S’aggira ancora il fumo di Auschwitz
sabato 27 gennaio 2018

La capacità di Liliana Segre di coinvolgere nella narrazione dell’orrore ogni sorta di uditorio ci dice come la pedagogia della memoria abbia bisogno di emozioni forti più che di rigorosi ragionamenti e analisi didattiche. Liliana Segre racconta il dramma di una ragazzina di 13 anni coinvolta suo malgrado in una storia che non ha niente a che vedere con la preadolescenza, che ti costringe ascoltandola a entrare nei panni di chi realmente ha sofferto la deportazione, la morte, l’annichilimento.

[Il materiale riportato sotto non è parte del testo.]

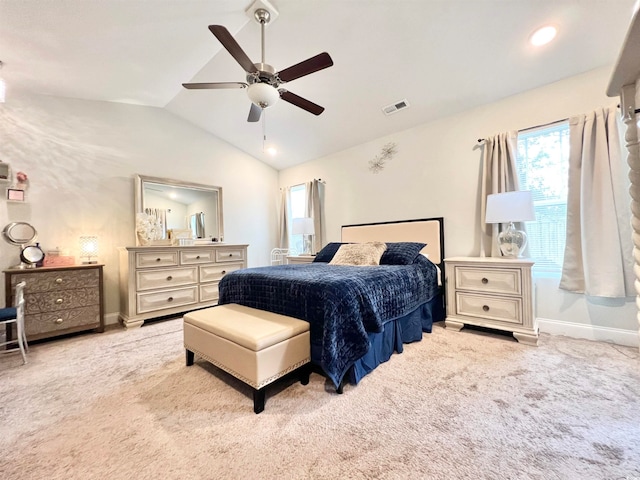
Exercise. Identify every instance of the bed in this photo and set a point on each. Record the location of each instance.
(359, 315)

Non c’è retorica, non c’è celebrazione. Solo la nuda narrazione che permette a chiunque di identificarsi con questa piccola ebrea che lotta per la sua sopravvivenza. Non sono numeri, non sono cifre, ma unicamente la traccia umana di chi ha attraversato il nulla ed è riuscito a riemergerne. I giovani hanno bisogno di incontrare persone, educatori e testimoni che sanno comunicare la loro passione, che sanno trasformare la memoria in un conflitto aperto con il presente per creare un discrimine con l’orrore che si annida ancora attorno a noi e che magari fra trent’anni o quaranta, o cinquanta verrà chiamato col suo vero nome.

Nella Giornata della Memoria dobbiamo avere il coraggio di fuggire dalla pura e semplice celebrazione e concentrarci su come il fumo di Auschwitz si aggiri ancora nella nostra storia, nelle nostre città, nelle nostre relazioni. Indignarsi per i crimini nazisti deve servire per liberarci sempre di più della violenza contro i bambini, contro le donne, contro i profughi stranieri, contro chi è troppo debole per poter far sentire la propria voce. Che la giornata della memoria ci aiuti ad aprire gli occhi sulle nuove forme di orrore. Forse in questo modo ci potrebbe essere una vera possibilità di onorare chi l’orrore l’ha subito fino al sacrificio estremo.